Tidak hanya menggandeng Polri dan Kejaksaan, institusi lain yang perlu ditarik KPK masuk barisan penumpas para koruptor adalah, Kementerian Dalam Negeri (Kemendagri). Mengapa Kemendagri?
Berdasarkan Peraturan Presiden Nomor 11 Tahun 2015 tentang Kementerian Dalam Negeri yang kini dipimpin Jenderal Polisi (Purn) Tito Karnavian itu secara tidak langsung memiliki peran juga dalam upaya pencegahan dan pemberantasan korupsi. Sebab kemendagri memiliki fungsi mengamankan uang negara yang dialokasikan dari pusat kepada pemerintahan daerah.
Dalam point 1 dikatakan bahwa Kemendagri menjalankan fungsi perumusan, penetapan, dan pelaksanaan kebijakan di bidang politik dan pemerintahan umum, otonomi daerah, pembinaan administrasi kewilayahan, pembinaan pemerintahan desa, pembinaan urusan pemerintahan dan pembangunan daerah, pembinaan keuangan daerah, serta kependudukan dan pencatatan sipil, sesuai dengan ketentuan peraturan perundang-undangan.
Fungsi pembinaan keuangan daerah sebenarnya bisa diterjemahkan dalam bentuk sistem penggunaan dan pengelolaan keuangan daerah yang transparan dan bebas korupsi. Jika fungsi ini dioptimalkan, niscaya skandal anggaran siluman yang menggemparkan DKI beberapa waktu lalu, tidak akan terjadi.
Dengan dukungan KPK dan Polri, juga Kejaksaan RI, Kemendagri bisa mengoptimalkan fungsinya ini dengan menciptakan sistem pengelolaan keuangan daerah yang bisa diakses publik, atau setidaknya bisa diakses oleh Polri dan kejaksaan. Kemendagri dalam hal ini bisa menjadi pihak yang mengadukan penyalahgunaan keuangan daerah kepada Polri atau KPK.
Mungkinkah sinergi itu diwujudkan? Melihat komposisi pimpinan tiga lembaga tadi, Kemendagri, Polri dan KPK, rasanya sinergisitas antarlembaga yang selama ini kita impikan bukan lagi menjadi hal yang sulit untuk direalisasikan.

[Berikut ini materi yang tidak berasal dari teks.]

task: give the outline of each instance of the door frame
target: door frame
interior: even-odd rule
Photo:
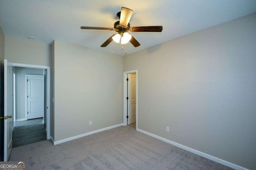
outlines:
[[[126,115],[127,115],[127,101],[126,100],[126,96],[127,93],[127,83],[126,81],[126,78],[127,77],[127,75],[129,73],[132,73],[133,72],[136,73],[136,130],[138,129],[138,70],[133,70],[131,71],[126,71],[124,72],[124,94],[123,94],[123,123],[124,126],[126,126],[127,125],[127,119],[126,118]]]
[[[11,63],[10,64],[13,66],[32,68],[42,68],[46,70],[46,79],[47,79],[47,111],[46,113],[46,132],[47,139],[50,139],[51,133],[51,103],[50,103],[50,80],[51,80],[51,70],[49,66],[40,66],[38,65],[27,64],[25,64],[17,63]]]
[[[44,94],[44,97],[43,97],[43,98],[44,98],[44,75],[36,75],[36,74],[26,74],[25,75],[25,78],[26,79],[25,80],[25,88],[26,88],[25,89],[25,96],[24,96],[24,97],[25,98],[25,117],[26,117],[26,120],[28,120],[28,98],[27,97],[27,96],[28,96],[28,82],[27,81],[27,80],[28,80],[28,76],[42,76],[43,77],[43,86],[44,87],[44,89],[43,89],[43,94]],[[46,74],[46,76],[47,76],[47,74]],[[44,102],[43,103],[43,105],[44,105],[44,106],[43,107],[44,108],[44,111],[43,111],[43,121],[44,121],[44,119],[45,119],[45,117],[44,117]],[[46,123],[47,123],[47,121],[46,121]]]

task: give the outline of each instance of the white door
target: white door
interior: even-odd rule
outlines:
[[[12,148],[12,66],[4,60],[4,161],[7,161]]]
[[[128,74],[128,125],[136,122],[136,74]]]
[[[28,119],[44,117],[44,76],[27,75]]]

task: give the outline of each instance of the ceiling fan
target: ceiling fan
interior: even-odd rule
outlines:
[[[116,15],[119,18],[120,21],[117,21],[114,24],[114,28],[103,27],[84,27],[82,26],[82,29],[101,29],[105,30],[115,31],[118,33],[113,34],[102,45],[102,47],[107,46],[114,40],[119,43],[121,39],[121,43],[126,44],[130,42],[135,47],[140,45],[140,44],[131,34],[127,33],[131,32],[162,32],[162,26],[146,26],[142,27],[130,27],[129,21],[133,11],[130,9],[122,7],[121,12],[118,12]]]

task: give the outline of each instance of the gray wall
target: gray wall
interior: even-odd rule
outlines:
[[[50,45],[5,37],[5,57],[11,63],[51,66]]]
[[[0,25],[0,116],[4,116],[4,35]],[[4,120],[0,120],[0,161],[4,160]]]
[[[51,136],[54,139],[54,104],[52,98],[54,96],[54,41],[52,45],[52,67],[51,67]]]
[[[256,169],[256,21],[254,13],[125,56],[124,71],[138,70],[138,128]]]
[[[54,49],[54,141],[122,123],[122,57],[56,40]]]
[[[24,120],[26,118],[26,74],[43,75],[44,69],[14,67],[16,75],[16,119]]]

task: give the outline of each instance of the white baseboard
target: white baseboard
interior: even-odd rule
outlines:
[[[20,121],[25,121],[25,120],[26,120],[26,118],[16,119],[16,120],[15,120],[15,122]]]
[[[159,139],[160,140],[163,141],[164,142],[165,142],[166,143],[170,143],[170,144],[172,145],[174,145],[176,147],[181,148],[182,149],[183,149],[185,150],[187,150],[192,153],[194,153],[195,154],[204,157],[205,158],[207,158],[207,159],[210,159],[210,160],[212,160],[216,162],[219,163],[223,165],[225,165],[227,166],[230,167],[233,169],[235,169],[237,170],[249,170],[248,169],[246,168],[244,168],[242,166],[239,166],[239,165],[237,165],[235,164],[234,164],[232,163],[231,163],[229,162],[226,161],[226,160],[224,160],[221,159],[220,159],[219,158],[207,154],[202,152],[199,151],[195,149],[192,149],[192,148],[190,148],[190,147],[186,147],[185,146],[176,143],[175,142],[173,142],[172,141],[170,141],[169,140],[165,138],[160,137],[160,136],[156,135],[152,133],[150,133],[149,132],[146,132],[146,131],[144,131],[139,129],[137,129],[136,130],[138,132],[141,132],[142,133],[144,133],[144,134],[148,135],[148,136],[150,136],[154,138],[156,138],[158,139]]]
[[[94,133],[98,133],[98,132],[102,132],[102,131],[114,128],[115,127],[118,127],[119,126],[122,126],[123,125],[123,123],[120,123],[118,125],[114,125],[114,126],[110,126],[109,127],[105,127],[105,128],[96,130],[96,131],[92,131],[92,132],[88,132],[88,133],[84,133],[83,134],[75,136],[73,137],[71,137],[66,138],[64,139],[61,140],[60,141],[56,141],[56,142],[54,142],[54,140],[52,139],[52,141],[53,142],[53,145],[58,145],[60,143],[64,143],[66,142],[68,142],[68,141],[72,141],[72,140],[76,139],[78,138],[80,138],[80,137],[84,137],[85,136],[88,136],[90,135],[92,135]]]

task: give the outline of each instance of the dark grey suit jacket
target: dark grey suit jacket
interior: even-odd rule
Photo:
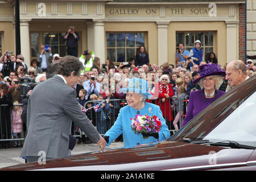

Kemendagri kini dipimpin Tito Karnavian, mantan Kapolri yang sempat mewacanakan dibentuknya Satgas Antikorupsi, dan KPK akan dinahkodai Firli Bahuri yang juga figur dari Korps Tribarata. Kalau Kapolri sudah jelas, Idham Azis, disebut-sebut sebagai partner kepercayaan Tito Karnavian semasa masih sama-sama di kepolisian.
Tito sudah merintis jalan dengan langkah pertama menyisir anggaran, dan Idham Azis mulai menata kehidupan anak buahnya agar tidak doyan pamer kemewahan. Mari menunggu terobosan Firli usai dilantik pada Desember mendatang.
Semoga saja ada terobosan dan harapan baru dari sinergi tiga jenderal polisi, Tito, Idham dan Firli dalam upaya pemberantasan korupsi di negeri ini.